Virgi remembers many near misses. “That July, Winn-Dixie had pulled out of the old Jitney 14 space, which was the second time in a short period that the neighborhood almost lost its grocery store. But just four days before the first Bright Lights, Belhaven Nights, GBNH could finally announce that McDade’s was going into the space. “There was a time when we thought that we were having our first festival and our one big anchor in the neighborhood would be lost. It was touch and go, but a week before Bright Lights, Greg McDade moved in. So instead of there being a big, dark, padlocked building at the festival site, we had a vibrant neighborhood grocery with all the energy associated with it.”

“Nobody knew what to expect,” Virgi remembers. “McDade’s ran out of change, everybody ran out of water. Then nine days later came Katrina, and retrospect it’s very emotional when you think about what a wonderful time we all had together that Saturday night, when we came together as a community without any realization that within a very short time we would pull together again in a totally different way. We had a wonderful grounding in the first event; and we came to know that we’re here, we’re together, and looking back it’s a powerful memory.”

“Belhaven has a lot of assets when it comes to putting on a festival of this type,” Virgi said. “For starters, we have a beautiful park we redid and renovated that’s like our ‘town center’. For another thing, we have very willing and cooperative neighbors. Every time a house on Carlisle or Kenwood (the streets where the festival takes place) goes on the market, we get a little worried because we know that the footprint of this festival greatly depends on the participation of the neighbors. And that’s what we’ve got to have, that’s what anyone’s got to have when they’re putting on an event like this, you must have great partners.”

Virgi says that the Foundation stays very true to their original intent, which is promoting all things relating to Greater Belhaven. “I think sometimes festivals get bigger and get growing and losing their originality: they bring in big groups, big bands, national entertainers, import big sponsorships for support. We have really steered clear of that. We could have done it, and a lot of people have told us we should do it, but we have stayed true to our intent of being indigenous. Starting in January, we get almost a million calls from people who are selling or reselling items, but you have to be connected to Belhaven in some way, and we only allow producers, meaning you can’t be a resale vendor. For instance, if you are reselling jewelry that you didn’t make, we will not let you come.”

“Another thing we’re very committed to is keeping the costs low,” Virgi said. “We want this to be a wonderful event for everyone. We have fabulous sponsorships; businesses really reach out and support us, so we can keep the costs low for families. It’s not designed to be a huge fund-raiser for the Greater Belhaven Neighborhood Foundation, but rather an event to promote Greater Belhaven and the City of Jackson.”

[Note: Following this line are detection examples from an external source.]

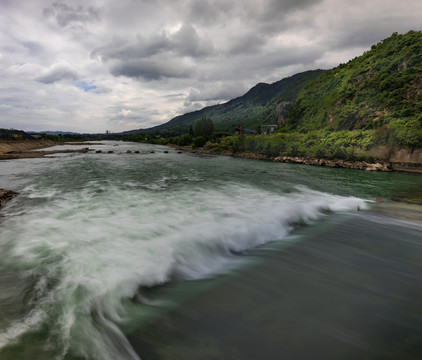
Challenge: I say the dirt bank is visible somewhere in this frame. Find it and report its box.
[0,140,94,160]
[0,140,58,155]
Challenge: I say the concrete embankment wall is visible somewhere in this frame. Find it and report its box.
[389,149,422,173]
[368,145,422,173]
[0,140,56,154]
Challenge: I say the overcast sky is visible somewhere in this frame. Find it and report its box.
[0,0,422,132]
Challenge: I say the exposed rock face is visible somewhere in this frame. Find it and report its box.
[0,189,18,206]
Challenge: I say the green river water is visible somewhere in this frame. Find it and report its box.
[0,142,422,360]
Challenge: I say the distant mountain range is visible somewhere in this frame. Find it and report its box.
[122,31,422,136]
[286,31,422,132]
[120,70,324,135]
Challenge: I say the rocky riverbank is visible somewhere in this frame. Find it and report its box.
[0,140,94,160]
[171,145,394,171]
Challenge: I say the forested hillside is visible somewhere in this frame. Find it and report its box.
[285,31,422,147]
[126,70,324,135]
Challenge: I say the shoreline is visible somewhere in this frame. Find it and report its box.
[166,144,422,174]
[0,140,91,161]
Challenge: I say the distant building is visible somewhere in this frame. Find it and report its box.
[261,125,277,135]
[234,125,243,136]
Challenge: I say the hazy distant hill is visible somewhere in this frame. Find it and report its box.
[123,70,324,134]
[286,31,422,131]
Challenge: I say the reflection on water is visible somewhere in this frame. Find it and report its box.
[0,143,420,359]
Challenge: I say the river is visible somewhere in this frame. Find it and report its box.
[0,142,422,360]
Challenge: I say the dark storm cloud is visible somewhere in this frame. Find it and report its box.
[227,33,267,55]
[111,60,191,80]
[91,25,214,61]
[187,0,233,26]
[35,65,79,84]
[43,2,101,27]
[185,82,248,104]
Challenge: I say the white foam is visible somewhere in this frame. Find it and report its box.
[0,178,365,359]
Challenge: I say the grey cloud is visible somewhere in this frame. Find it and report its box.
[22,41,44,56]
[257,0,322,21]
[187,83,247,102]
[171,25,214,58]
[111,60,191,80]
[35,64,79,84]
[43,2,101,27]
[187,0,234,26]
[227,33,267,55]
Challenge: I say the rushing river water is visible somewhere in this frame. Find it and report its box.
[0,142,420,360]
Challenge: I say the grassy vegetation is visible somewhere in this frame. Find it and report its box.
[120,31,422,161]
[286,31,422,143]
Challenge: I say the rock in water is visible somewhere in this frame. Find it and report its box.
[0,189,18,206]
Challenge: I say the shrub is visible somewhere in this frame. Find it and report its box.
[192,136,207,148]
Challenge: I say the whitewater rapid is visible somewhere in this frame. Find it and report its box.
[0,142,376,360]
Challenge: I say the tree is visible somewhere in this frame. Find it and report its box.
[193,117,214,140]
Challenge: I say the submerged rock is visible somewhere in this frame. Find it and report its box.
[0,189,18,206]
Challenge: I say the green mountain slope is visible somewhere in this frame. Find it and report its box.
[286,31,422,138]
[124,70,324,135]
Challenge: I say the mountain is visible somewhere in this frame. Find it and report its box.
[285,31,422,132]
[0,129,35,141]
[122,70,324,135]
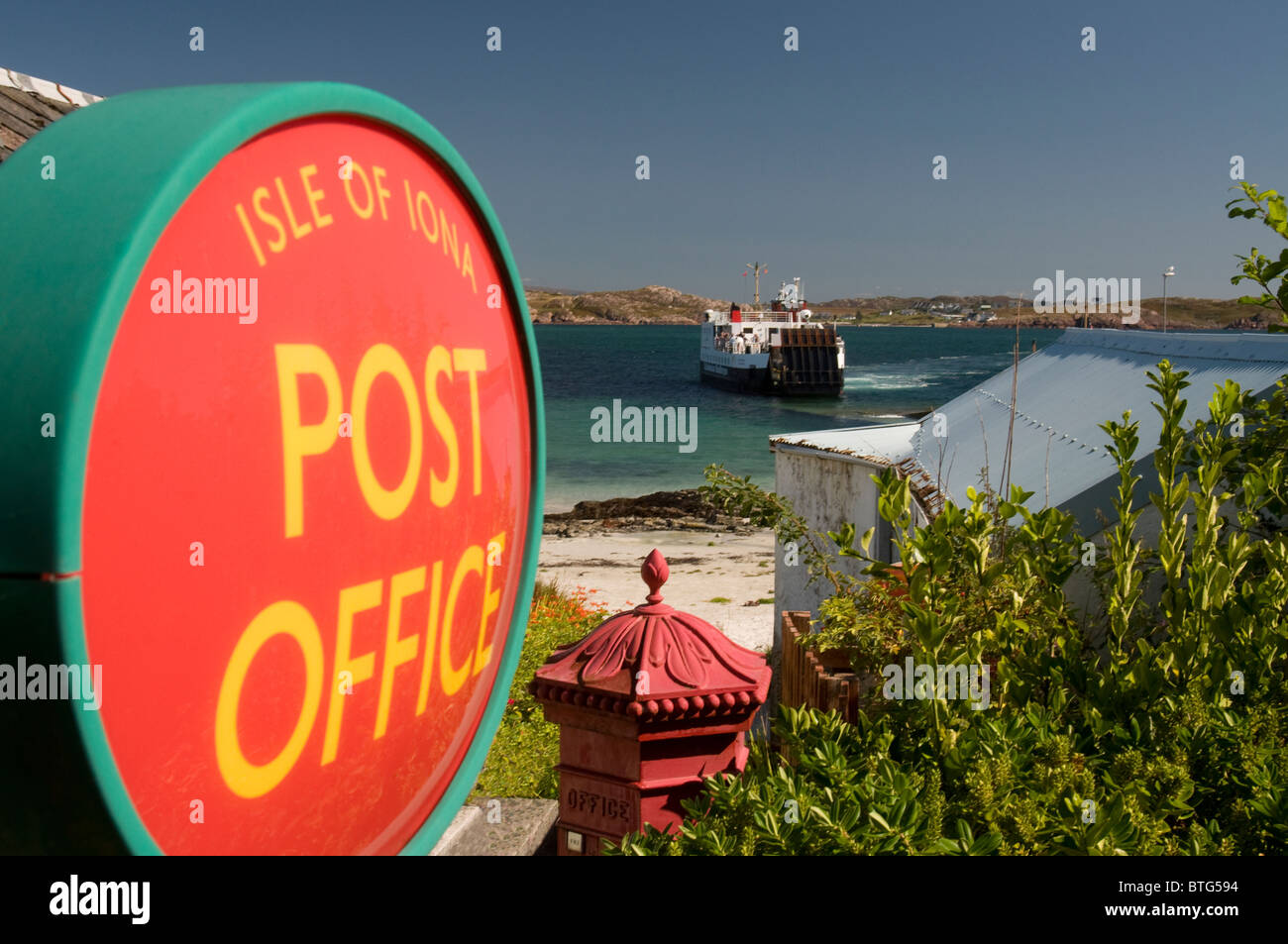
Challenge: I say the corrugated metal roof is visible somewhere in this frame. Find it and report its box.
[912,329,1288,505]
[770,329,1288,525]
[769,422,921,465]
[0,68,103,161]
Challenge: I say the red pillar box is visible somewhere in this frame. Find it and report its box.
[531,550,772,855]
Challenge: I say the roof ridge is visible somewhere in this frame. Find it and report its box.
[0,67,103,106]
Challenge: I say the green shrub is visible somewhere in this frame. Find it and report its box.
[618,361,1288,855]
[474,582,606,799]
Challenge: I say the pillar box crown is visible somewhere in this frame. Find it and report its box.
[531,550,773,855]
[533,549,772,724]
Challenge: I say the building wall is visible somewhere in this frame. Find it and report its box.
[774,450,890,651]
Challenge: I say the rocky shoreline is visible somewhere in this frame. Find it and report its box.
[542,488,761,537]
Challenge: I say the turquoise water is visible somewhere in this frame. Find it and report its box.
[536,325,1060,511]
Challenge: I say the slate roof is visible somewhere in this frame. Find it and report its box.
[770,329,1288,533]
[0,68,103,161]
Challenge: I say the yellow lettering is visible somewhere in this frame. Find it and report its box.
[353,344,425,522]
[425,345,461,507]
[461,242,480,295]
[371,164,389,220]
[322,579,383,764]
[273,344,340,537]
[416,190,438,242]
[474,531,505,675]
[344,161,376,220]
[250,187,286,253]
[371,567,425,741]
[438,545,483,698]
[438,207,461,269]
[235,203,268,265]
[215,600,323,799]
[300,163,331,229]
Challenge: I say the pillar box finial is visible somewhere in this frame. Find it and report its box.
[636,548,671,610]
[529,549,772,855]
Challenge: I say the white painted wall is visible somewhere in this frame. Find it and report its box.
[774,448,881,651]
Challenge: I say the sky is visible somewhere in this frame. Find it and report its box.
[0,0,1288,301]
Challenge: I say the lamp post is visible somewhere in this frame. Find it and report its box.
[1163,265,1176,335]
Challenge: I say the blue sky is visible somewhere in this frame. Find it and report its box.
[0,0,1288,300]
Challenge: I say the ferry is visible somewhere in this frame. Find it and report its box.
[698,272,845,396]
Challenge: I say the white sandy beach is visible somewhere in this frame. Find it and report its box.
[537,529,774,651]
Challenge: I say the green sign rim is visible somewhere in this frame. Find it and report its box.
[0,82,546,855]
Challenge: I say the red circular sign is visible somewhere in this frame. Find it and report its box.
[82,116,532,854]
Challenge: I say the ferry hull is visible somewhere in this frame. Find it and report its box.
[699,362,845,396]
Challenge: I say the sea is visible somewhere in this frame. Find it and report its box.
[535,325,1061,514]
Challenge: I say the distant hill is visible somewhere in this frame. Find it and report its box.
[525,284,729,325]
[525,284,1279,331]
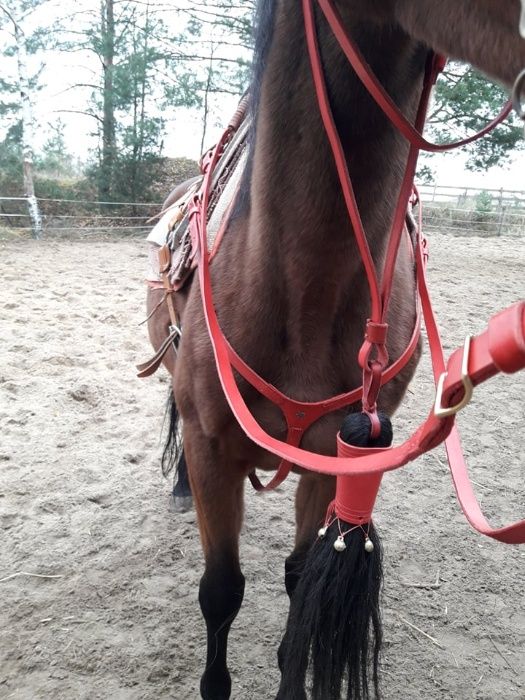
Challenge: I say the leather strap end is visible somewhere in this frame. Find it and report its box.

Virgi said that her best advice for someone starting a neighborhood festival would be to build a good team. “You can’t do it without a strong team. We’re very fortunate to have Betty Smithson, our programs director, who has been here for six years, and we have Carter Hood, our events coordinator, for the festival this year. We also rely heavily on our volunteers; we have about 100 every year.”

“Oh, and this is another piece of advice: When you name a festival, be sure you know what you’re doing,” Virgi said. “Because when you call something ‘Bright Lights, Belhaven Nights’, you have to have electricity; it was a total shock to us the first year when we realized, ‘Oh, we’ve got to have power!’ The first year, we spent the night before pushing extension cords through mail slots. For three years, we ran it on power from everybody’s house. We now have three temporary power poles, but we still run the event off power cords, and we have literally miles of them.”

“The word is out that Bright Lights, Belhaven Nights is a great festival.  Every year, when we think that it can’t get any better, it does.”